Figure 4 shows average transmission power consumption for all the three approaches. The transmission power is required least in case of MTPR and may be equal to the optimum and maximum in case of shortest path routing approach, because a distant node requires more transmission power for transmission.

Fig. 4
figure 4

Average energy comparison

Figure 5 shows the variation of intermediate nodes in the path calculated. A path is considered to be more reliable if numbers of hops are lesser but as the same time nodes should not be much distant. Shortest path routing focuses on hops only, whereas MTPR focuses on less distant node, so hop count will be much higher. Hence, the hop count of optimal routing lies in between shortest path routing and MTPR.

Fig. 5
figure 5

Average hop count comparison

Figure 6 shows the variation of end-to-end delay in different routing schemes. The value of end-to-end delay is much low for shortest path routing. But the delay will be highest in MTPR because there are maximum intermediate nodes.
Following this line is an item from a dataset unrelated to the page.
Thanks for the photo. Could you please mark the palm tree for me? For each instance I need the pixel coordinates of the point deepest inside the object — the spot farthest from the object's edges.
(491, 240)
Delay in optimum routing mechanism is least because in shortest path routing delay may be contributed by unreliability of path.

Fig. 6
figure 6

Average delay comparison

5 Conclusion

Proposed routing protocol performs better than the traditionally used shortest path routing and MTPR. Because game theory analyzes the behavior of the nodes continuously, hence, the path obtained through optimized routing scheme will be more reliable. QoS parameters are optimized using proposed routing scheme. Game theory can be further used in CRN for dealing with various security issues.